July 21st, 2016
(written by lawrence krubner, however indented passages are often quotes). You can contact lawrence at: firstname.lastname@example.org
The conflict between Object Oriented Programming and Functional programming comes up a lot with Clojure, because to do any serious work you have to eventually use some Java, which takes you back into the world of Object Oriented Programming. This sums up my feelings:
The thing I like most about Elixir is the low friction between it and it’s host language, Erlang. Erlang is a functional language right from the start, and the BEAM is designed to run a functional language, which means you never hit the weird FP-OO barrier that comes up so commonly in Clojure.
I really think the impedence mismatch between Clojure and the underlying Java implementation is a big, painful problem which is going mostly unacknowledged by the inner-core of the Clojure community. And that makes sense, because they’re all (or mostly) “Java Guys” who are already sold on the Java ecosystem and are fine with there being a layer of spindly OO horror in their projects. They don’t mind the Java layer poking through in unpleasant ways.

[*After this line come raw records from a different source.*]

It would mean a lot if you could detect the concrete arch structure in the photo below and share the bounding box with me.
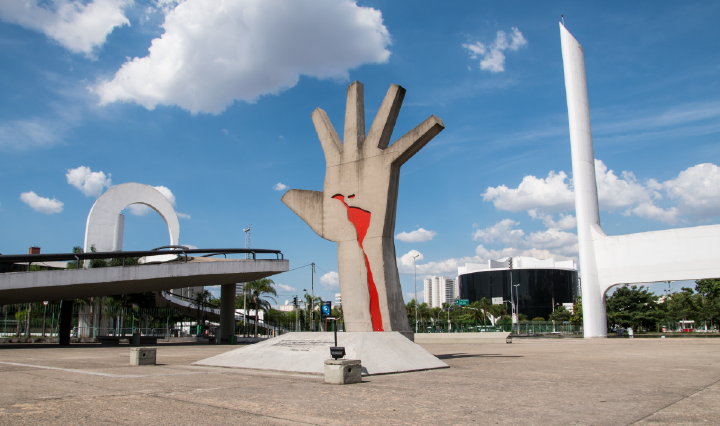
[84,183,180,257]
[560,23,720,338]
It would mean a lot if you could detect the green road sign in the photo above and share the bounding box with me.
[456,299,469,306]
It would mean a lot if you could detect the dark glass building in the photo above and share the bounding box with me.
[458,261,577,320]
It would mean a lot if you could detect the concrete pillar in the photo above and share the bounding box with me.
[560,23,607,338]
[220,283,236,343]
[113,213,124,251]
[59,300,73,346]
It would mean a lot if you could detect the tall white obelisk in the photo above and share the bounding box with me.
[560,23,607,338]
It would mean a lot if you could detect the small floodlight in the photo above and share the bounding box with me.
[330,346,346,360]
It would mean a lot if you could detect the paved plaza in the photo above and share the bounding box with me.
[0,338,718,425]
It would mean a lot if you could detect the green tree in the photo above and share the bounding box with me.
[570,297,583,326]
[664,287,697,330]
[245,278,278,337]
[549,306,571,322]
[66,246,84,269]
[487,304,506,326]
[191,289,211,333]
[695,279,720,331]
[606,285,661,331]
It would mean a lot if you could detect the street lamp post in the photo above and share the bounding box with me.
[243,283,247,337]
[413,254,420,333]
[514,283,520,335]
[311,263,315,332]
[42,301,48,337]
[666,281,675,332]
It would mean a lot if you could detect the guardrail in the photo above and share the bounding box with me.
[0,246,284,268]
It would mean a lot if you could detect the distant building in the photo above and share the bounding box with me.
[423,276,457,308]
[457,257,577,320]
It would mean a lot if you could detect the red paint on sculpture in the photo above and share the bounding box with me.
[332,194,384,331]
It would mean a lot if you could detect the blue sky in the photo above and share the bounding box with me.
[1,1,719,303]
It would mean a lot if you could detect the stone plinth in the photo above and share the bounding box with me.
[324,359,362,384]
[193,332,447,375]
[130,347,156,366]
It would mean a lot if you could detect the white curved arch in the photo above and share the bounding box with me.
[84,183,180,257]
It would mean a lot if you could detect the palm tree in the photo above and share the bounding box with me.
[302,293,322,330]
[487,304,506,326]
[191,290,211,334]
[245,278,278,337]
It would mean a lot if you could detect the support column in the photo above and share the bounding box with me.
[560,23,606,338]
[220,283,236,343]
[59,300,73,346]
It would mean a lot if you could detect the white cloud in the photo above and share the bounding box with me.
[274,283,296,293]
[473,220,578,257]
[273,183,288,191]
[528,209,576,230]
[472,219,524,245]
[397,250,424,272]
[20,191,63,214]
[319,271,339,290]
[663,163,720,220]
[483,171,575,213]
[395,227,437,243]
[483,160,673,222]
[92,0,391,114]
[396,233,578,277]
[525,229,578,256]
[629,203,679,224]
[0,0,132,56]
[463,27,527,73]
[594,160,657,212]
[66,166,112,197]
[176,212,191,219]
[127,185,176,216]
[0,119,64,150]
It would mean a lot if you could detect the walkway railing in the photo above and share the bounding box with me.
[0,247,284,268]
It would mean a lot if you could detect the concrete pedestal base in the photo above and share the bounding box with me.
[324,359,362,384]
[130,347,156,366]
[193,332,448,375]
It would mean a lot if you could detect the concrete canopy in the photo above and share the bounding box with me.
[84,183,180,255]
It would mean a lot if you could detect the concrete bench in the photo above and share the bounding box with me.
[99,336,125,345]
[99,335,163,345]
[414,332,512,344]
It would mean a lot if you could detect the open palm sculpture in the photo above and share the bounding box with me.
[282,81,444,333]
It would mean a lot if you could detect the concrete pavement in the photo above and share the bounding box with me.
[0,338,718,425]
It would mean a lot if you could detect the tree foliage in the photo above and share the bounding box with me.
[606,285,661,330]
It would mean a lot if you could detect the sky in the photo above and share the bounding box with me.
[1,1,719,304]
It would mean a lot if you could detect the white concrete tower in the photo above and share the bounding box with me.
[560,23,607,338]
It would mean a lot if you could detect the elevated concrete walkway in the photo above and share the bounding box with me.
[0,257,288,304]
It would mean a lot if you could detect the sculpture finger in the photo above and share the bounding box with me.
[387,115,445,166]
[281,189,324,237]
[344,81,365,154]
[312,108,342,167]
[366,84,405,152]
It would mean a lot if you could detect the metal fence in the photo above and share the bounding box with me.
[410,319,582,334]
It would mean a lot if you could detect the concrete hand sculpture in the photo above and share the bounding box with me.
[282,81,444,333]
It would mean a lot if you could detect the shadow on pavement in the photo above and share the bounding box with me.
[435,353,524,359]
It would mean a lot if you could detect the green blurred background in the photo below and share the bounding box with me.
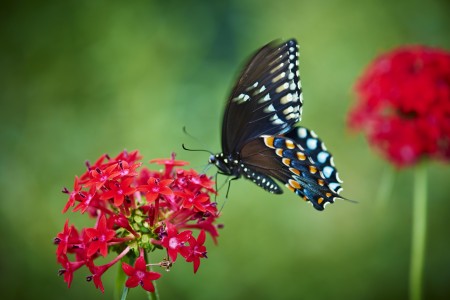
[1,0,449,299]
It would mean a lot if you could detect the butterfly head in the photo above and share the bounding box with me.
[209,153,237,176]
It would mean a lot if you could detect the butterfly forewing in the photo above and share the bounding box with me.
[222,39,303,154]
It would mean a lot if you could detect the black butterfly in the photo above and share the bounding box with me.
[209,39,344,211]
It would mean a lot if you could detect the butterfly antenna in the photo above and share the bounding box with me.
[182,126,214,155]
[182,143,214,156]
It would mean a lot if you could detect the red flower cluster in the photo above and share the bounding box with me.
[348,46,450,167]
[54,151,220,293]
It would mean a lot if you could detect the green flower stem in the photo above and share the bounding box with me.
[409,163,427,300]
[118,255,133,300]
[376,165,395,208]
[113,247,132,300]
[147,283,159,300]
[144,251,160,300]
[120,287,129,300]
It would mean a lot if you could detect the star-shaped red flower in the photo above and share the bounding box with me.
[55,219,72,256]
[138,177,173,202]
[86,164,120,190]
[160,222,192,262]
[62,176,82,213]
[122,256,161,292]
[99,177,136,206]
[175,190,210,212]
[85,215,116,257]
[180,230,207,273]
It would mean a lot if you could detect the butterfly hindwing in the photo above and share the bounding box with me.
[285,127,343,194]
[221,39,303,154]
[240,133,343,211]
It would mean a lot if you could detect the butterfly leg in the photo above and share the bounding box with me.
[215,175,240,215]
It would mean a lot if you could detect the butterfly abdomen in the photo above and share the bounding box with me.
[241,166,283,194]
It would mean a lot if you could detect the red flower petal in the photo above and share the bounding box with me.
[122,262,135,276]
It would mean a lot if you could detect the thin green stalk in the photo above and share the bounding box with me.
[114,248,133,300]
[121,287,130,300]
[376,165,395,209]
[144,251,160,300]
[147,284,159,300]
[409,164,427,300]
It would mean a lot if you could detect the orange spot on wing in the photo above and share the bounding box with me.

When I bring this up in a congregation of Clojurists I just get “shrug, welp, Clojure is a hosted language”, not even an acknowledgement that there may be a problem worth discussing.
For the rest of us, the FP enthusiasts who don’t have an emotional or professional attachment to Java, this sucks, because you can’t do much in Clojure without also touching Java. As I said at the start of this ramble, Elixir/Erlang don’t suffer from this problem, it’s FP all the way down. Erlang idioms fit in with Elixir, and vice versa. No friction, no bullshit.